The prime factorization of \(20\) is \(2^2\times 5\).
The number \(20\) has \(6\) positive divisors. They are:
\(2^05^0=1\), \(2^05^1=5\), \(2^15^0=2\), \(2^15^1=10\), \(2^25^0=4\), \(2^25^1=20\)
Two of the divisors, \(1\) and \(4\), are perfect squares.
How many positive divisors of \(2025^{2025}\) are perfect squares?
First, let’s look at the prime factorization of four different perfect squares:
\(9=3^2\), \(16=2^4\), \(36=2^2\times 3^2\), \(129\,600=2^6\times 3^4\times 5^2\)
Note that, in each case, the exponent on each of the prime factors is even. In fact, a positive integer is a perfect square exactly when the exponent on each of the prime factors in its prime factorization is an even integer greater than or equal to zero. Now \[\begin{aligned} 2025^{2025}&=(3^4\times 5^2)^{2025}\\ &=(3^4)^{2025}\times (5^2)^{2025}\\ &=3^{8100}\times 5^{4050} \end{aligned}\] All positive divisors of \(2025^{2025}\) will be of the form \(3^k\times 5^n\), \(0\leq k \leq 8100\), and \(0 \leq n \leq 4050\), where \(k\) and \(n\) are each integers.

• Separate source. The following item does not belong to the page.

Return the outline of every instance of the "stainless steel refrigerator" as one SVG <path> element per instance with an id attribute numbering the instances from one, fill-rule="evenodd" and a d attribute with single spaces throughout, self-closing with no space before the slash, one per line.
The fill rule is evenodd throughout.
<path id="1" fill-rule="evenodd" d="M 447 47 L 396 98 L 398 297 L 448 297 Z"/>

For \(3^k\times 5^n\) to be a perfect square, \(k\) must be an even integer such that \(0\leq k \leq 8100\) and \(n\) must be an even integer such that \(0 \leq n \leq 4050\).
There are \(8100 \div 2=4050\) even integers from \(1\) to \(8100\). The number \(0\) is also even, so there are \(4051\) possible values of \(k\).

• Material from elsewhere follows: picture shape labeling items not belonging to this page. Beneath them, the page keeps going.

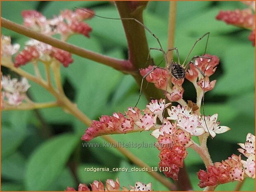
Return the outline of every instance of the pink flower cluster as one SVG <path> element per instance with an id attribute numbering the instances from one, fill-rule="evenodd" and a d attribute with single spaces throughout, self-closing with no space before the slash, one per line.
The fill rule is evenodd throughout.
<path id="1" fill-rule="evenodd" d="M 161 100 L 159 102 L 159 104 L 157 100 L 152 101 L 144 110 L 143 115 L 137 108 L 133 109 L 129 107 L 128 111 L 125 112 L 126 117 L 121 113 L 114 113 L 112 116 L 103 115 L 100 121 L 92 121 L 81 139 L 89 141 L 95 137 L 104 135 L 149 130 L 156 124 L 158 116 L 162 115 L 164 101 Z M 166 107 L 170 104 L 165 105 Z"/>
<path id="2" fill-rule="evenodd" d="M 220 59 L 218 57 L 209 54 L 205 54 L 203 57 L 211 58 L 211 59 L 199 58 L 195 60 L 194 64 L 203 72 L 205 77 L 203 78 L 202 75 L 192 63 L 190 64 L 190 69 L 187 70 L 185 77 L 193 83 L 196 89 L 197 89 L 197 86 L 199 86 L 202 90 L 204 88 L 204 92 L 206 92 L 212 90 L 215 86 L 216 80 L 210 82 L 209 77 L 215 72 Z M 197 82 L 197 80 L 199 81 Z"/>
<path id="3" fill-rule="evenodd" d="M 235 11 L 220 11 L 216 16 L 217 20 L 223 21 L 227 24 L 251 30 L 248 39 L 255 46 L 255 1 L 244 1 L 243 3 L 249 8 L 243 10 L 237 9 Z"/>
<path id="4" fill-rule="evenodd" d="M 190 69 L 186 72 L 185 78 L 193 83 L 196 89 L 199 86 L 202 90 L 204 88 L 205 92 L 206 92 L 212 90 L 215 85 L 216 80 L 210 81 L 209 77 L 215 72 L 216 66 L 219 64 L 219 59 L 217 56 L 209 54 L 205 54 L 203 56 L 211 58 L 211 59 L 197 58 L 195 61 L 195 64 L 205 74 L 205 78 L 203 78 L 203 76 L 192 63 L 189 64 Z M 140 71 L 140 74 L 142 76 L 145 76 L 154 67 L 149 66 L 147 68 L 141 69 Z M 182 98 L 184 92 L 182 87 L 184 79 L 180 80 L 175 79 L 171 74 L 168 75 L 168 71 L 166 70 L 156 68 L 146 77 L 146 80 L 148 82 L 154 83 L 156 88 L 165 91 L 168 82 L 168 76 L 171 78 L 173 86 L 171 89 L 170 88 L 170 86 L 167 86 L 166 97 L 170 101 L 178 102 Z M 198 79 L 199 81 L 197 82 Z"/>
<path id="5" fill-rule="evenodd" d="M 176 123 L 165 119 L 160 128 L 153 131 L 152 135 L 157 139 L 156 146 L 161 151 L 159 168 L 164 171 L 166 177 L 178 180 L 180 168 L 183 167 L 183 159 L 187 154 L 185 148 L 192 144 L 190 134 L 181 129 L 177 129 Z"/>
<path id="6" fill-rule="evenodd" d="M 214 137 L 216 133 L 225 132 L 230 128 L 219 126 L 217 114 L 206 117 L 205 123 L 202 117 L 194 113 L 192 108 L 179 105 L 172 106 L 171 109 L 167 109 L 169 116 L 164 119 L 163 112 L 165 107 L 170 104 L 165 104 L 162 99 L 152 100 L 143 110 L 144 115 L 138 109 L 133 110 L 130 107 L 125 112 L 126 116 L 120 113 L 115 113 L 112 116 L 103 116 L 99 121 L 93 121 L 82 140 L 89 141 L 104 135 L 154 130 L 151 135 L 157 139 L 155 145 L 161 151 L 159 168 L 167 177 L 177 180 L 180 168 L 183 167 L 183 160 L 187 154 L 186 148 L 193 144 L 192 135 L 199 136 L 209 131 Z M 163 123 L 161 125 L 156 123 L 157 118 Z M 169 121 L 175 121 L 175 123 Z"/>
<path id="7" fill-rule="evenodd" d="M 19 67 L 30 62 L 39 60 L 50 63 L 55 59 L 66 67 L 73 61 L 71 56 L 69 52 L 37 40 L 31 40 L 25 48 L 16 55 L 14 65 Z"/>
<path id="8" fill-rule="evenodd" d="M 1 108 L 6 105 L 18 106 L 25 97 L 25 93 L 30 87 L 27 79 L 22 78 L 20 81 L 17 78 L 11 79 L 10 76 L 1 74 Z"/>
<path id="9" fill-rule="evenodd" d="M 34 10 L 23 11 L 21 13 L 25 26 L 46 35 L 60 34 L 62 39 L 65 40 L 74 33 L 89 37 L 92 28 L 83 21 L 92 18 L 94 14 L 92 11 L 85 9 L 76 9 L 74 12 L 66 9 L 61 12 L 59 15 L 47 19 L 42 14 Z"/>
<path id="10" fill-rule="evenodd" d="M 120 191 L 120 185 L 118 178 L 115 181 L 112 179 L 107 179 L 106 181 L 105 189 L 104 185 L 101 182 L 95 180 L 90 184 L 92 191 Z M 145 184 L 142 182 L 137 181 L 134 186 L 129 185 L 130 190 L 123 187 L 122 191 L 151 191 L 152 190 L 152 183 Z M 74 188 L 68 187 L 65 190 L 66 191 L 76 191 Z M 90 191 L 88 186 L 85 184 L 80 183 L 78 187 L 78 191 Z"/>
<path id="11" fill-rule="evenodd" d="M 221 163 L 216 162 L 207 166 L 207 172 L 200 170 L 197 173 L 200 180 L 198 185 L 201 188 L 214 186 L 218 184 L 243 180 L 245 174 L 255 178 L 255 136 L 248 133 L 244 144 L 239 143 L 242 149 L 238 150 L 247 157 L 247 160 L 241 159 L 241 154 L 233 154 Z"/>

There are \(2025\) even integers from \(1\) to \(4050\). The number \(0\) is also even, so there are \(2026\) possible values of \(n\).
For each of the \(4051\) values of \(k\), there are \(2026\) values of \(n\) so there are \(4051\times 2026=8\,207\,326\) perfect square divisors of \(2025^{2025}\).
Therefore, \(2025^{2025}\) has \(8\,207\,326\) positive divisors that are perfect squares. This is over \(8\) million perfect square divisors!